That’s the most immediate effect of a decree announced by the French government that prohibits short-term flights on routes that can be completed by train in less than 2.5 hours.

France’s Ban Includes Exceptions

However, the mandate includes several exceptions that limit its scope, notably one that exempts flights from the far busier Charles De Gaulle International Airport from the ban. Caveats regarding the number of daily trains required to replace air travel and stipulating that rail connections facilitate “more than eight hours of on-site presence during the day,” have the net effect of the rule initially impacting only a handful of routes.

The decree is part of a broader package intended to reduce greenhouse gas emissions. The University of Pennsylvania’s Kleinman Center for Energy Policy estimates that the per-person emission savings for travel by rail rather than air can be 37 percent or higher.

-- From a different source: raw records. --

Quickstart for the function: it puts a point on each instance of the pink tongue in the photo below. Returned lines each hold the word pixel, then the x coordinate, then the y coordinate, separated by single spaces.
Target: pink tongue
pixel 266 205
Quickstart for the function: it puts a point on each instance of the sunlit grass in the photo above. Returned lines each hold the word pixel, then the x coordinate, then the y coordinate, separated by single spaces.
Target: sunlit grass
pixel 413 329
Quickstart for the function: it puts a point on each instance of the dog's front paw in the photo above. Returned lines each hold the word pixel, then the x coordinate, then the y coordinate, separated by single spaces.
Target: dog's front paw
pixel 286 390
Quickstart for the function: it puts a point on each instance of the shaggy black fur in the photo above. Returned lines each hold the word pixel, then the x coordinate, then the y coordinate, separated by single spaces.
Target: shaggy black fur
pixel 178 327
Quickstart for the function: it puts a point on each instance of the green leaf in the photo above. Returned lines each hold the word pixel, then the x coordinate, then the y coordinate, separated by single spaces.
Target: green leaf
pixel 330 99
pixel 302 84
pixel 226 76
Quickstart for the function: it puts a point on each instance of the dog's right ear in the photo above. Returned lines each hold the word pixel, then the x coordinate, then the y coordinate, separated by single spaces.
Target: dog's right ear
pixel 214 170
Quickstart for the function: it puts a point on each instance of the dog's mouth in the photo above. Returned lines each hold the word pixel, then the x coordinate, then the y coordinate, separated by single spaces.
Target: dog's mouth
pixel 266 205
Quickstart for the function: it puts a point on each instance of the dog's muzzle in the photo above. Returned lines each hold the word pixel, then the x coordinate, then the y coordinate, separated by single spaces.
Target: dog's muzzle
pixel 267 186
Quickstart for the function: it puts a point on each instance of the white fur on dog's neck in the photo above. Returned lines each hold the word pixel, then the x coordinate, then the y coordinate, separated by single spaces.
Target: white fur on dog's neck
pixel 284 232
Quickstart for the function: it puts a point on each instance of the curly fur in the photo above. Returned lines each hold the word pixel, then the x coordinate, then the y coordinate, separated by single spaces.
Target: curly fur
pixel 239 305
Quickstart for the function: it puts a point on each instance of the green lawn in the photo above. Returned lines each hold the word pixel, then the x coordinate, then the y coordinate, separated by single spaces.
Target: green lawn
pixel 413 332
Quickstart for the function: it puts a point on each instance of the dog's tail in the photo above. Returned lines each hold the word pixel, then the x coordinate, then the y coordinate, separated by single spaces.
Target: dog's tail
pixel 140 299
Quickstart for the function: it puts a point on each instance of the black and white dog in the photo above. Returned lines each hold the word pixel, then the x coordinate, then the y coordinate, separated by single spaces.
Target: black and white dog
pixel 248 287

“Achieving carbon neutrality means strongly stepping up our action in terms of decarbonizing transport, which still accounts for 30 percent of emissions,” said Clement Beaune, France’s minister of transport, in a press statement. “As we fight relentlessly to decarbonize our lifestyles, how can we justify the use of the plane between the big cities which benefit from regular, fast and efficient connections by train?”

Beaune said the decree, which applies to domestic airlines, “is an essential step and a strong symbol in the policy of reducing greenhouse gas emissions. This measure is a world first which is fully in line with the [French] Government’s policy of encouraging the use of modes of transport that emit less greenhouse gases.”